La pequeña mesa que nos asignaron no podía haber sido la mejor. ¡Carlos, ahora si te luciste, mira nada más qué mesa nos reservaste! – Expresé con una gran sonrisa en la cara –.

Lo que siguió, fue lo que cualquiera pudiera haber esperado en una fiesta de cumpleaños. Mucho baile, muchas sonrisas, muchos abrazos; vaya, felicidad le llaman. De repente, sentí la mirada de un par de chicos en la cara, muy guapos, por cierto. ¿Y su sonrisa? Provocaron en mí un calor extraño. No le di mucha importancia, sino hasta el momento en que se me acercaron. ¡Vemos que están festejando!, ¿acaso es tu cumpleaños? – Me preguntaron –. Afirme con la cabeza mientras le daba un tremendo trago a mi vaso –. ¡Pues muchas felicidades, déjanos invitarte otro trago! No sé por qué lo acepté; sin embargo, recuerdo que de un solo golpe lo tomé.

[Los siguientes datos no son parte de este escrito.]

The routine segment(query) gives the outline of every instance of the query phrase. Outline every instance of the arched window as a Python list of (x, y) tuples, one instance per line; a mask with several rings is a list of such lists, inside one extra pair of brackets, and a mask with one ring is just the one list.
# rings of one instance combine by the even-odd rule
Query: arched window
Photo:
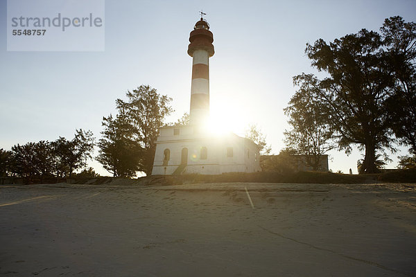
[(168, 162), (169, 161), (170, 159), (171, 159), (171, 150), (169, 150), (168, 148), (166, 148), (163, 152), (163, 165), (167, 166)]
[(206, 147), (201, 148), (201, 160), (206, 160), (208, 157), (208, 150)]

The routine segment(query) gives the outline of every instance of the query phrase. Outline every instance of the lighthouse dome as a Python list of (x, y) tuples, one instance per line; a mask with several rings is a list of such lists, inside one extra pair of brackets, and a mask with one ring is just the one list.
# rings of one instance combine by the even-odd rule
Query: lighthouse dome
[(202, 19), (201, 18), (201, 19), (196, 22), (196, 24), (195, 24), (195, 27), (193, 27), (194, 30), (198, 30), (198, 29), (205, 29), (205, 30), (209, 30), (209, 24), (208, 24), (208, 22), (207, 22), (205, 20)]

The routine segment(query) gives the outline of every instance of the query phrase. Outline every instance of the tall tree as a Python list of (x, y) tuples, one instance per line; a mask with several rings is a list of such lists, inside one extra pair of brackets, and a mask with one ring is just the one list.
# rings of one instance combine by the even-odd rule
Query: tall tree
[(128, 91), (126, 96), (127, 101), (116, 100), (116, 107), (119, 111), (125, 113), (128, 120), (135, 127), (135, 135), (142, 148), (139, 170), (149, 176), (152, 174), (159, 128), (163, 125), (165, 117), (173, 111), (169, 106), (172, 98), (159, 94), (148, 85), (141, 85)]
[[(318, 170), (322, 154), (335, 147), (331, 141), (332, 131), (322, 102), (317, 101), (309, 90), (300, 88), (284, 109), (289, 116), (290, 130), (285, 130), (285, 143), (288, 149), (302, 155), (298, 161)], [(294, 159), (294, 156), (292, 159)]]
[(245, 138), (250, 139), (259, 146), (259, 152), (261, 155), (268, 155), (272, 151), (272, 147), (266, 142), (266, 135), (261, 133), (261, 130), (257, 125), (250, 124), (245, 129)]
[(98, 141), (98, 156), (96, 158), (114, 177), (131, 177), (140, 170), (142, 149), (135, 136), (136, 128), (125, 114), (115, 118), (103, 118), (102, 138)]
[(416, 24), (394, 17), (385, 20), (381, 30), (395, 78), (395, 94), (388, 103), (392, 127), (416, 154)]
[(305, 52), (312, 66), (328, 77), (294, 78), (301, 89), (322, 103), (338, 148), (349, 153), (352, 144), (358, 144), (365, 150), (360, 173), (377, 172), (376, 151), (394, 150), (389, 102), (399, 89), (398, 67), (392, 64), (394, 53), (386, 50), (386, 39), (385, 35), (363, 29), (329, 44), (323, 39), (308, 44)]
[(75, 136), (68, 141), (60, 137), (52, 143), (55, 157), (55, 170), (57, 176), (69, 175), (77, 169), (87, 166), (87, 159), (92, 159), (95, 138), (91, 131), (76, 129)]
[(53, 176), (53, 159), (51, 143), (41, 141), (17, 144), (12, 147), (14, 173), (31, 182), (33, 178)]
[(0, 148), (0, 177), (7, 177), (11, 173), (12, 152)]

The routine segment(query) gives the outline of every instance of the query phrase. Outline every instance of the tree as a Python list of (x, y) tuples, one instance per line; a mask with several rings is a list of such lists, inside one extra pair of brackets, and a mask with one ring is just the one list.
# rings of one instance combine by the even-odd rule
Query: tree
[(385, 20), (381, 30), (396, 78), (388, 103), (392, 127), (396, 137), (416, 154), (416, 24), (394, 17)]
[(289, 116), (291, 129), (285, 130), (285, 143), (296, 155), (302, 155), (299, 162), (318, 170), (322, 154), (333, 149), (332, 131), (324, 107), (301, 88), (292, 97), (284, 113)]
[(0, 177), (9, 176), (11, 173), (12, 152), (0, 148)]
[[(381, 154), (379, 153), (376, 154), (376, 159), (374, 160), (374, 164), (376, 165), (376, 167), (377, 168), (377, 169), (379, 170), (380, 170), (383, 168), (385, 168), (385, 166), (387, 165), (387, 163), (385, 161), (392, 161), (392, 160), (388, 158), (385, 159), (385, 157), (384, 157), (384, 159), (382, 159)], [(360, 172), (361, 170), (361, 167), (363, 166), (363, 163), (364, 163), (363, 159), (360, 159), (359, 160), (357, 161), (357, 170), (358, 170), (358, 172)]]
[(175, 123), (168, 123), (165, 124), (165, 126), (184, 126), (189, 124), (189, 114), (184, 112), (184, 115), (179, 118)]
[(51, 143), (41, 141), (12, 147), (13, 173), (31, 182), (35, 177), (53, 176)]
[(159, 94), (148, 85), (141, 85), (128, 91), (128, 100), (117, 99), (116, 107), (125, 113), (126, 119), (135, 129), (135, 136), (141, 148), (139, 170), (152, 174), (159, 128), (172, 111), (172, 98)]
[(103, 117), (103, 126), (105, 129), (98, 143), (100, 149), (96, 160), (115, 177), (136, 176), (141, 168), (142, 149), (135, 136), (135, 127), (124, 113), (118, 114), (116, 118), (111, 114)]
[(261, 170), (282, 174), (293, 172), (297, 170), (297, 161), (294, 159), (295, 152), (291, 149), (284, 149), (278, 155), (270, 155), (260, 160)]
[(99, 177), (100, 175), (96, 173), (94, 168), (89, 167), (88, 168), (84, 168), (83, 171), (76, 175), (77, 177)]
[[(385, 23), (383, 27), (391, 30)], [(352, 144), (358, 144), (365, 150), (360, 173), (379, 171), (376, 151), (394, 151), (388, 108), (399, 90), (399, 74), (383, 34), (363, 29), (329, 44), (323, 39), (307, 44), (312, 66), (328, 77), (320, 80), (302, 73), (294, 78), (295, 84), (322, 104), (338, 148), (349, 154)]]
[(95, 138), (91, 131), (76, 129), (75, 136), (68, 141), (60, 136), (52, 143), (55, 158), (55, 170), (57, 176), (68, 175), (87, 166), (88, 159), (92, 159)]
[(263, 135), (256, 124), (250, 124), (245, 129), (245, 138), (250, 139), (259, 146), (261, 155), (268, 155), (272, 151), (270, 145), (266, 142), (266, 136)]

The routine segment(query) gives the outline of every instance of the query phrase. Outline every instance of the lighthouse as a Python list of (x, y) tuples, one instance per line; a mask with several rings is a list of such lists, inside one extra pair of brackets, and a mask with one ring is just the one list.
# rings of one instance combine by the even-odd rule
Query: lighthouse
[[(201, 14), (202, 15), (202, 14)], [(191, 125), (202, 126), (209, 116), (209, 57), (214, 55), (214, 35), (201, 17), (189, 34), (188, 55), (192, 57)]]
[(189, 124), (159, 128), (152, 175), (253, 172), (260, 171), (259, 148), (229, 133), (218, 136), (206, 129), (209, 116), (209, 57), (214, 35), (201, 18), (189, 34), (192, 57)]

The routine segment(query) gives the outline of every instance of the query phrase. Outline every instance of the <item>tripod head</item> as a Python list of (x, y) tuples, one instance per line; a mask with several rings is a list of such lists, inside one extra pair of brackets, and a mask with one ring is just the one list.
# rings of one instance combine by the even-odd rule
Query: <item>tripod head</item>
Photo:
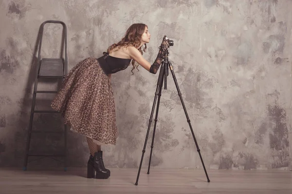
[[(173, 43), (173, 40), (170, 40), (167, 38), (166, 35), (164, 35), (164, 39), (168, 43), (168, 46), (166, 48), (166, 49), (165, 51), (164, 55), (163, 55), (163, 66), (164, 67), (164, 90), (167, 89), (167, 78), (168, 76), (168, 65), (169, 66), (169, 68), (170, 68), (171, 70), (172, 70), (172, 66), (171, 65), (171, 63), (169, 61), (168, 61), (168, 54), (169, 52), (168, 52), (168, 48), (169, 47), (173, 46), (174, 44)], [(159, 79), (159, 80), (160, 79)]]

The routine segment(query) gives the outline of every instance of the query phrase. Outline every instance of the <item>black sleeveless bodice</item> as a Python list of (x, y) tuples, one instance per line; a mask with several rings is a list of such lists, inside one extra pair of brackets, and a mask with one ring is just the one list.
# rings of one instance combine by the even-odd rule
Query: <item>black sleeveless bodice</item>
[(106, 74), (112, 74), (126, 69), (130, 65), (131, 59), (112, 57), (104, 52), (104, 55), (97, 59), (100, 67)]

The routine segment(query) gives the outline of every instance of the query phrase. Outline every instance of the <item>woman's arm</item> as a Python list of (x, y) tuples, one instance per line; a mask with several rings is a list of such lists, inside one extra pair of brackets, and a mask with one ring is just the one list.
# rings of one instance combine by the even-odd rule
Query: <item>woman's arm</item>
[(154, 63), (152, 65), (144, 59), (140, 51), (134, 47), (128, 47), (127, 48), (130, 57), (150, 73), (156, 74), (162, 62), (164, 53), (166, 49), (169, 47), (168, 43), (165, 39), (165, 37), (164, 36), (164, 37), (163, 41), (160, 46), (159, 52), (157, 54)]

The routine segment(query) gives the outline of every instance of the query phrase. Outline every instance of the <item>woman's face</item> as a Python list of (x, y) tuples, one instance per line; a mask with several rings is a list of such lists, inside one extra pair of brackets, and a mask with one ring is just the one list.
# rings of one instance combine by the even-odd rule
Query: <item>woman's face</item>
[(150, 35), (150, 33), (148, 31), (148, 28), (147, 26), (145, 26), (145, 30), (144, 31), (144, 33), (142, 34), (142, 42), (143, 44), (148, 43), (150, 42), (150, 37), (151, 35)]

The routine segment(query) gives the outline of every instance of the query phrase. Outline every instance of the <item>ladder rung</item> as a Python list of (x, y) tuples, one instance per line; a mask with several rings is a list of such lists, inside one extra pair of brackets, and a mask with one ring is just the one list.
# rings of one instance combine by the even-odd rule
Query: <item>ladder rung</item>
[(35, 111), (35, 113), (60, 113), (57, 111)]
[(28, 156), (45, 156), (45, 157), (65, 157), (64, 154), (28, 154)]
[(56, 94), (58, 91), (38, 91), (36, 92), (36, 93), (47, 93), (47, 94)]
[(32, 130), (32, 133), (64, 133), (64, 131), (41, 131), (41, 130)]
[(65, 78), (65, 76), (38, 76), (38, 78)]

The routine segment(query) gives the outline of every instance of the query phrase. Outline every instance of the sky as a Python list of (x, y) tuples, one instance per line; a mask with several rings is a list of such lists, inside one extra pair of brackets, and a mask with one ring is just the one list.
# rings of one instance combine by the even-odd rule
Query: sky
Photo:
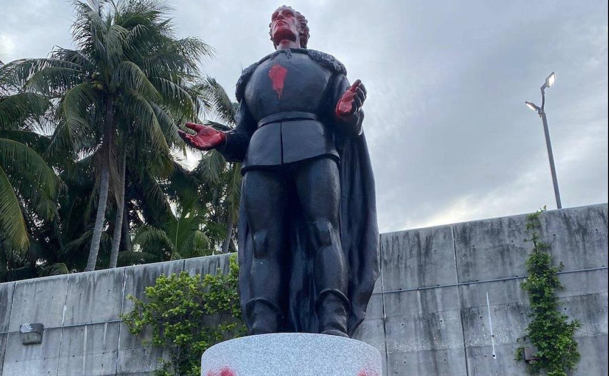
[[(181, 37), (215, 49), (203, 70), (234, 98), (241, 69), (272, 52), (267, 0), (175, 0)], [(607, 2), (294, 0), (308, 47), (368, 89), (364, 129), (381, 232), (607, 202)], [(0, 0), (3, 60), (71, 46), (65, 0)], [(191, 157), (193, 158), (193, 157)]]

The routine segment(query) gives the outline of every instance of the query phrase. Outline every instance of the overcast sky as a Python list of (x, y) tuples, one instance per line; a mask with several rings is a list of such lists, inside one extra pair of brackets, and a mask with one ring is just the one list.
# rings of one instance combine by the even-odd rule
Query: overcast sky
[[(181, 36), (216, 49), (205, 72), (234, 96), (242, 68), (273, 51), (283, 2), (176, 0)], [(539, 88), (564, 207), (607, 201), (607, 2), (300, 1), (309, 48), (368, 88), (364, 127), (381, 232), (555, 208)], [(0, 0), (10, 60), (71, 45), (65, 0)]]

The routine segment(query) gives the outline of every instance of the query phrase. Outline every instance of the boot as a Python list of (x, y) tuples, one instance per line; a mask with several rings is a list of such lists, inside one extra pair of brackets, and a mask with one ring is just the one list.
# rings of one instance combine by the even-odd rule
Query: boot
[(270, 300), (259, 297), (245, 304), (245, 315), (250, 324), (250, 334), (277, 333), (283, 314), (279, 306)]
[(317, 296), (315, 310), (320, 333), (348, 338), (347, 321), (351, 304), (344, 294), (331, 289), (322, 291)]

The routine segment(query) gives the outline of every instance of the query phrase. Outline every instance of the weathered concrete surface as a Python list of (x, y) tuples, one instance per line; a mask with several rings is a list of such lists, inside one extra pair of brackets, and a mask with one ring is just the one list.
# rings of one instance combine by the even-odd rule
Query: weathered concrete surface
[[(526, 374), (514, 360), (530, 319), (520, 288), (530, 250), (526, 216), (381, 235), (381, 277), (354, 336), (381, 352), (385, 375)], [(607, 205), (550, 211), (541, 225), (565, 265), (561, 308), (582, 323), (574, 375), (606, 375)], [(219, 255), (0, 283), (0, 375), (152, 376), (167, 354), (142, 346), (149, 333), (133, 336), (120, 322), (133, 307), (127, 296), (144, 297), (161, 273), (228, 267)], [(21, 344), (26, 321), (44, 324), (43, 344)]]

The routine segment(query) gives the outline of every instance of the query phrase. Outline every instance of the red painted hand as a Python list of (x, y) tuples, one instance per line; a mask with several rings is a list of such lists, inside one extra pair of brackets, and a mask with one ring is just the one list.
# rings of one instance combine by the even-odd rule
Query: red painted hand
[(221, 145), (226, 140), (227, 136), (224, 132), (216, 130), (211, 127), (195, 124), (194, 122), (187, 122), (186, 127), (197, 132), (196, 135), (191, 135), (181, 130), (178, 130), (178, 134), (187, 144), (199, 150), (211, 150)]
[(366, 88), (361, 80), (356, 80), (336, 104), (336, 116), (343, 119), (351, 117), (359, 110), (365, 100)]

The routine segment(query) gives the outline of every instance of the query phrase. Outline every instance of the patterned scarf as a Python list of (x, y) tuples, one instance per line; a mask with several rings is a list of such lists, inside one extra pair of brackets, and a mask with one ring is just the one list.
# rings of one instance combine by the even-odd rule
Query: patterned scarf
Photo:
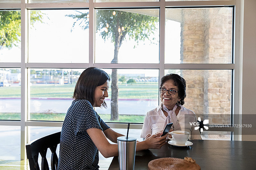
[(168, 114), (168, 115), (166, 117), (164, 123), (164, 124), (163, 130), (164, 130), (164, 127), (165, 127), (167, 124), (172, 122), (173, 124), (171, 128), (171, 129), (172, 129), (173, 130), (181, 130), (181, 129), (180, 128), (180, 123), (179, 122), (179, 120), (178, 118), (177, 118), (177, 116), (176, 116), (176, 114), (175, 113), (175, 110), (177, 108), (177, 105), (175, 105), (172, 110), (169, 110), (166, 107), (166, 106), (164, 105), (163, 104), (162, 104), (163, 109)]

La euforia crecía y la felicidad era verdaderamente apabullante. ¡Vamos a fumarnos un cigarro!, ¿quieres venir con nosotros? – Mis “nuevos amigos” me cuestionaron –. ¡Sí, vamos! Bien a bien no sé por qué los acompañe, de hecho, para ese momento de la noche, mi cuerpo ya lo sentía un poco mareado. Imaginé, era por el alcohol que había tomado. No había sido mucho, pero pensé que alguien que no toma una sola gota de alcohol, más que la que nuestros padres nos sirven cada fin de año, lo sentiría de esa manera. 

La puerta por la que salimos daba a un oscuro callejón sin salida. Recuerdo que un frío intenso recorrió mi cuerpo. ¡Chicos, mejor me meto, aquí está muy oscuro y me da miedo! – Les expresé con cierto pánico y sintiendo una extraña sensación en mis adentros –. ¡No pasa nada!, ¿acaso no es tu cumpleaños?, ¡ven fuma un poco de hierba, vamos a festejarte como te lo mereces! – Me dijeron con cierto aire de ironía y sarcasmo –. 

¡No, no quiero!

Lo que pasó después me dejó sin aliento. Un fuerte golpe en la cabeza, mientras la cara se me partía por los puñetazos que recibía, me dejo al borde de la inconsciencia. Grité estrepitosamente para que alguien me escuchara, mientras ellos, de mi ropa me despojaban. 

Entre risas y valentonadas, desgarraron mi alma. Sí, aquella alma que, en sus 18 años de vida, no había conocido maldad alguna. 

Entre gritos y llanto, me preguntaba, ¿por qué a mí?, ¿qué es lo que habré hecho para merecer esto?, ¿por qué? Sí, ¿por qué?

¡Dale duro, mételo más fuerte, que se trague todo! – Fueron algunos de los gritos que logré escuchar de mis atacantes –. Yo lloraba, gritaba, mientras el otro miraba y se carcajeaba. 

Su aliento, alcohólico, y el olor que desprendía aquel cigarrillo, nauseas me causaba. Sin embargo, no podía hacer nada; mis manos estaban entumecidas y mis piernas, por una extraña razón, no podía cerrarlas. 

¡Dios, dame fuerzas! ¡Qué ya acabe esto! 

Y así fue; un piquete en mi vientre y un frío que recorría mi cuerpo, fue el anuncio de un final inesperado. Mis sueños, mis ilusiones, mi vida, ahí se iban quedando, entre cuatro paredes.

Sí, entre esas cuatro paredes que me recodaron, de golpe, lo corto de mi existencia y mi nombre.

Sí, mi nombre: Manuel; un chico que fue violado y asesinado por el simple hecho de ser hombre…

“De enero a septiembre de 2019, 2 mil 833 mujeres han sido asesinadas en México; sin embargo, de acuerdo con los datos del Observatorio Ciudadano Nacional de Feminicidios, solo 726 (25.6%) son investigados como feminicidios, mientras que los otros 2,107 asesinatos, como homicidios dolosos. ¿Ya te preguntaste qué pasaría si tales actos fueran una constante hacia los hombres?”